We’re not a doctor; we do not even pretend to be one on television. But, we know a good swindle when we see one. Modern medicine, like modern education, is probably one part useful, one part wishful, and one part scamola.

Why shouldn’t it be? Is not the health care industry like every other institution, society, organization or business that ever was? Isn’t it entitled to degenerate, to degrade, to get invaded by hustlers, to be subverted by special interests and suborned by special agendas, to be infested with parasites and incompetents? Why should health care be different from the Pentagon or the Teamsters Union?

And at this point, we brace ourselves for the onslaught of health professionals and insurance salesmen who will flood our mail here at The Daily Reckoning with the redundant information about how we don’t know what we’re talking about. Tell us something we don’t know!

We have no doubt that health care has its share of angels of tender mercy and geniuses of scientific enlightenment. No doubt, there are lucky patients ministered to by Florence Nightingales and Clara Barton, and honest Louis Pasteurs and Thomas Flemings coming up with new cures and treatments. Nor do we doubt that we will be glad they are there when we need them.

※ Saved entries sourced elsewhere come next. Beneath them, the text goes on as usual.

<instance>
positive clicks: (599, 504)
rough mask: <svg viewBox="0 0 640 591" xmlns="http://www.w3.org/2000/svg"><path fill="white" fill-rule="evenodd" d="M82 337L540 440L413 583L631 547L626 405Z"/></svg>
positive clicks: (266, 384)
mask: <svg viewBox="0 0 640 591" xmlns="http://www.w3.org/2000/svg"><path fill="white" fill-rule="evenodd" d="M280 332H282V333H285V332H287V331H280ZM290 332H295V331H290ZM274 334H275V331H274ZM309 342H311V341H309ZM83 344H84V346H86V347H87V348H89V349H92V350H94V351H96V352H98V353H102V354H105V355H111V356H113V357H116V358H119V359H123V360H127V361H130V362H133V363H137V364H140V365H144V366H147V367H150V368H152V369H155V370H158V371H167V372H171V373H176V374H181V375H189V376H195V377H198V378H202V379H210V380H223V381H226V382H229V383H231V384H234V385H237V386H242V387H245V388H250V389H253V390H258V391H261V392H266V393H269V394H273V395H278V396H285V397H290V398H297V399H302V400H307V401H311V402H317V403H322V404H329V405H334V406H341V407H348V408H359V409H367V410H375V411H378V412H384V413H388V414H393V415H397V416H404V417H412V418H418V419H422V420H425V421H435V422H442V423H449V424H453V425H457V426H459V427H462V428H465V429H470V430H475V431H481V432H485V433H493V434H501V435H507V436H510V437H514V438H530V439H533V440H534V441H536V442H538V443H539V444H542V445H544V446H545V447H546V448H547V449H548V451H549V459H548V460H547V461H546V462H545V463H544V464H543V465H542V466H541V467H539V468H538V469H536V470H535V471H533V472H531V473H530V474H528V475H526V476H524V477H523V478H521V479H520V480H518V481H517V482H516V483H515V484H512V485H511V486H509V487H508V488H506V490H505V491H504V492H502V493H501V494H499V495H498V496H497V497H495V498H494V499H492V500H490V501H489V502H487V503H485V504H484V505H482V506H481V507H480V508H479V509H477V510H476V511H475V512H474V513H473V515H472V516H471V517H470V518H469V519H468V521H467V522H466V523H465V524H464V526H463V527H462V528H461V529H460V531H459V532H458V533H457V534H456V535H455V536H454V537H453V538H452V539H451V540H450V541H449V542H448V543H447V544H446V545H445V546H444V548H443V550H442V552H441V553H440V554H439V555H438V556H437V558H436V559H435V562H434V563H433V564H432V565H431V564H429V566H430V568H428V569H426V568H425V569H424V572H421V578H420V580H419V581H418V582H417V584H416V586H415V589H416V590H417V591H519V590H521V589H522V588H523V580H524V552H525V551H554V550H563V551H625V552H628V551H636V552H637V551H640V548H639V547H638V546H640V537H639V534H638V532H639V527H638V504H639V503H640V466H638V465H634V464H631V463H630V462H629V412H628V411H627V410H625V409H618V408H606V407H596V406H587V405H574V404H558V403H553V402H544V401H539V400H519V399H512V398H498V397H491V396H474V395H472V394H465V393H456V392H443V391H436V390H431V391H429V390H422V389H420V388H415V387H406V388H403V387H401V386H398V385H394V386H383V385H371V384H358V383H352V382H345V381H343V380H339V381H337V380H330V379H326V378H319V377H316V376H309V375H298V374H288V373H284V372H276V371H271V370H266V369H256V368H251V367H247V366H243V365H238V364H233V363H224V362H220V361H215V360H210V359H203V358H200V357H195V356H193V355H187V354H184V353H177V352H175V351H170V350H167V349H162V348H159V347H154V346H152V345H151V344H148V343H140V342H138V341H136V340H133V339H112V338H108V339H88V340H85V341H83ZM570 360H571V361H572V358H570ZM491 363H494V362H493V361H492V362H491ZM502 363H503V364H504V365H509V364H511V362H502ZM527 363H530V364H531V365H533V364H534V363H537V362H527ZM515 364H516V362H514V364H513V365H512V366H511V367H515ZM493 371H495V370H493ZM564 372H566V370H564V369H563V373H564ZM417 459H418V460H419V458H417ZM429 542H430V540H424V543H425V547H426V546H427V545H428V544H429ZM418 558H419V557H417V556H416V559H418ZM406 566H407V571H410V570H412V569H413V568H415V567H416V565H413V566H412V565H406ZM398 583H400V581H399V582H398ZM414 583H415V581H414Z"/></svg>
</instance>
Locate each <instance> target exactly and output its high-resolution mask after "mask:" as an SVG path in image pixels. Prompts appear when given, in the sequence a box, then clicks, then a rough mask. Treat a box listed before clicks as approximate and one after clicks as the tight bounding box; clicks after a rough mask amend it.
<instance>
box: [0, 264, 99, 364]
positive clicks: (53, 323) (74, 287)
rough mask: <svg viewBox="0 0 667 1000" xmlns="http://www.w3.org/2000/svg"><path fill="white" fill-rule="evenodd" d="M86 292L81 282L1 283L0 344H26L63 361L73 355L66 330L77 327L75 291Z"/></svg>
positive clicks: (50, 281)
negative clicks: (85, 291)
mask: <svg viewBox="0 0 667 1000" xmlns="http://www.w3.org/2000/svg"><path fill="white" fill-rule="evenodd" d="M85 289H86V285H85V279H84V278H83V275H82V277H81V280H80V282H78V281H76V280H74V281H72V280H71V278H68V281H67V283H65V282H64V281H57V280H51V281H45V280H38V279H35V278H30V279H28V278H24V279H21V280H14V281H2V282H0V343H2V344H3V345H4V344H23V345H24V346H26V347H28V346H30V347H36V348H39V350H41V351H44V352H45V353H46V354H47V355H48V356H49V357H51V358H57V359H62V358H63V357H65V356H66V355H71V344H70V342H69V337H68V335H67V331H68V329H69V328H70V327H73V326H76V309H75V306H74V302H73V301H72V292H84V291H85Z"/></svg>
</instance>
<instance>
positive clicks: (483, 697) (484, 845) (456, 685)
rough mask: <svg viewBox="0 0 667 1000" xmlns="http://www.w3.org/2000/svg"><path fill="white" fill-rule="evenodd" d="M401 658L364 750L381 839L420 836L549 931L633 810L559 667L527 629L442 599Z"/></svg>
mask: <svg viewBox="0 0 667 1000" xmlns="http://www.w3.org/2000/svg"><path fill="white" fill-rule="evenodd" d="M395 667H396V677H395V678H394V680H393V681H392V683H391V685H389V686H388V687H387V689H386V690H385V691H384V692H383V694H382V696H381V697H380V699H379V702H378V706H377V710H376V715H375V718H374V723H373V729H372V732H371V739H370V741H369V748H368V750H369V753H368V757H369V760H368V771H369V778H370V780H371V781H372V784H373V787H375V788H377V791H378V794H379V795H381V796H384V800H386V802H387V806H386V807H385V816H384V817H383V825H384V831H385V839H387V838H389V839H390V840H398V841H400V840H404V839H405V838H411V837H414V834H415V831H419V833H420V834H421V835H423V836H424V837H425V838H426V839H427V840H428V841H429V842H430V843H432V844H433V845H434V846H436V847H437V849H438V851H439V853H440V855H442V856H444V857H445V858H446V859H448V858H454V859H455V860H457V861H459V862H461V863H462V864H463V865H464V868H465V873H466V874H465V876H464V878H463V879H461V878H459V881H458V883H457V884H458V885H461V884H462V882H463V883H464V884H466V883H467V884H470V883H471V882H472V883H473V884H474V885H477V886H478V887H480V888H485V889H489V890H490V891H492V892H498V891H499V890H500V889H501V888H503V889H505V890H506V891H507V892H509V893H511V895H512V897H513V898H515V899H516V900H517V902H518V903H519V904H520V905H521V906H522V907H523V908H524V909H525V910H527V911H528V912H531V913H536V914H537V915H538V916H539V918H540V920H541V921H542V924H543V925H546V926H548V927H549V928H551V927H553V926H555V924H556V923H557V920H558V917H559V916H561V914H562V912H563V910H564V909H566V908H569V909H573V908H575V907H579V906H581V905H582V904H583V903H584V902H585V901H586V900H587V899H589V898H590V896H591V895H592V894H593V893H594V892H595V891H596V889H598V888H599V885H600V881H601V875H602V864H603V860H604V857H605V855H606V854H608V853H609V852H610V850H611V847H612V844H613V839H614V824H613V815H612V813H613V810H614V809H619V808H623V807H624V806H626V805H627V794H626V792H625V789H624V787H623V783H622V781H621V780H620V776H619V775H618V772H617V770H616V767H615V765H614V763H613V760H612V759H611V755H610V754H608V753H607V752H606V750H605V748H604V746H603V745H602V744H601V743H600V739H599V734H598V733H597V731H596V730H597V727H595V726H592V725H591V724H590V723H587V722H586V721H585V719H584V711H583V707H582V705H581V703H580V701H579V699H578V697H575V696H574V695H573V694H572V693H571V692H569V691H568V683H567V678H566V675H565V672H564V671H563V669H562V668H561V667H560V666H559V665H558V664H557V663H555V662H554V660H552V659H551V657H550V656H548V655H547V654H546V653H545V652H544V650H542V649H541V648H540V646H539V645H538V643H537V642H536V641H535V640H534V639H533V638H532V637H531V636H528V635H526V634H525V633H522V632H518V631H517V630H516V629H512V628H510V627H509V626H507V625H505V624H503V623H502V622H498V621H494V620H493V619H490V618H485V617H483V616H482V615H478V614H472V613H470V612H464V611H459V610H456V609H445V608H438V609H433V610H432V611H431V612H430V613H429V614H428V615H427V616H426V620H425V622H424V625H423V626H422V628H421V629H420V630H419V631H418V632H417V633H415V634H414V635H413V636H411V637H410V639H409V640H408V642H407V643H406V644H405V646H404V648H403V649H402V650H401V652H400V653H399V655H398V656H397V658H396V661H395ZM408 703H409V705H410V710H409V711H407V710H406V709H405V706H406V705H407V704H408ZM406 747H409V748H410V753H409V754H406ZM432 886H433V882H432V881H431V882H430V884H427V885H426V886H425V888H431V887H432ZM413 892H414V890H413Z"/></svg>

But, how much health care really pays off? Over the long run, none of us are good insurance risks. The final chapter of our little dramas was written long ago; it is not subject to emendation by the health care industry. We are all doomed; the best we can hope to do is to meet our fate with dignity and good humor.

No one doubts that health care can be useful from time to time. So can calories, universities, politicians, and televisions. On the evidence, Americans might now be better off with less of all of them.